I'm confused. This didn't work (what ever that means):
select make, model, year, location, agent
from Rentals
where status = 'returned' OR status = 'rented'
But each of these does:
select make, model, year, location, agent
from Rentals
where status = 'returned'
select make, model, year, location, agent
from Rentals
where status = 'rented'
The [or] returned me too many records when I should only see 345 in total
Hmm... That's quite impossible. What do you get with this?
select make, model, year, location, agent
from Rentals
where status = 'returned'
UNION ALL
select make, model, year, location, agent
from Rentals
where status = 'rented'
Again, it is impossible for those other to return separate data. Unless there is something else you are not telling us. Can you please provide DDL for the tables ans sample (not real) data?
How is it impossible? the where clause is different in each query so that would return different results. So I'm confused by that statement.

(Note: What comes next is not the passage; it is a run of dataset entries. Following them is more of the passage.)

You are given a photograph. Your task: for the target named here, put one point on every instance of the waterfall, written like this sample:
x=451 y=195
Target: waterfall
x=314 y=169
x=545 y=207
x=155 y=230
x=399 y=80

It is impossible because a query with where status = 'returned' combined with where status = 'rented' is the exact same as where status = 'returned' OR status = 'rented. It is also EXACTLY the same as WHERE status IN ('returned', 'rented'). The logic to return rows is exactly the same when your 2 queries are combined.
Jared
CE - Microsoft
June 14, 2012 at 1:39 pm
SQLKnowItAll (6/14/2012)
SQL_NuB (6/14/2012)
[OR] clause didn't work, that's the first thing I tried prior to asking.The data returned is going to be used on reports so no filtering right now, just put on the report under that particular section.
How does it know which section to put it under if it is not filtered? Something is not right here...
the where clause is the the filter, the report will be designed to show what data in that particular section.
There is no filter for the users to select from on the UI, everything is done behind the scenes.
These queries already work in MS Access, all i'm doing is bringing the tables, and queries to SQL due Access can no longer be used. All I'm doing is trying to combine some of them into 1 query and work removing some other ones.
June 14, 2012 at 1:41 pm
SQLKnowItAll (6/14/2012)
SQL_NuB (6/14/2012)
SQLKnowItAll (6/14/2012)
SQL_NuB (6/14/2012)
Lynn Pettis (6/14/2012)
SQL_NuB (6/14/2012)
[OR] clause didn't work, that's the first thing I tried prior to asking.The data returned is going to be used on reports so no filtering right now, just put on the report under that particular section.
I'm confused. This didn't work (what ever that means):
select make, model, year, location, agent
from Rentals
where status = 'returned' OR status = 'rented'
But each of these does:
select make, model, year, location, agent
from Rentals
where status = 'returned'
select make, model, year, location, agent
from Rentals
where status = 'rented'
The [or] returned me too many records when I should only see 345 in total
Hmm... That's quite impossible. What do you get with this?
select make, model, year, location, agent
from Rentals
where status = 'returned'
UNION ALL
select make, model, year, location, agent
from Rentals
where status = 'rented'
Again, it is impossible for those other to return separate data. Unless there is something else you are not telling us. Can you please provide DDL for the tables ans sample (not real) data?
How is it impossible? the where clause is different in each query so that would return different results. So I'm confused by that statement.
It is impossible because a query with where status = 'returned' combined with where status = 'rented' is the exact same as where status = 'returned' OR status = 'rented. It is also EXACTLY the same as WHERE status IN ('returned', 'rented'). The logic to return rows is exactly the same when your 2 queries are combined.
I don't know then, because when I run the query with [OR] it returns me more rows then when I run the 2 queries seperate.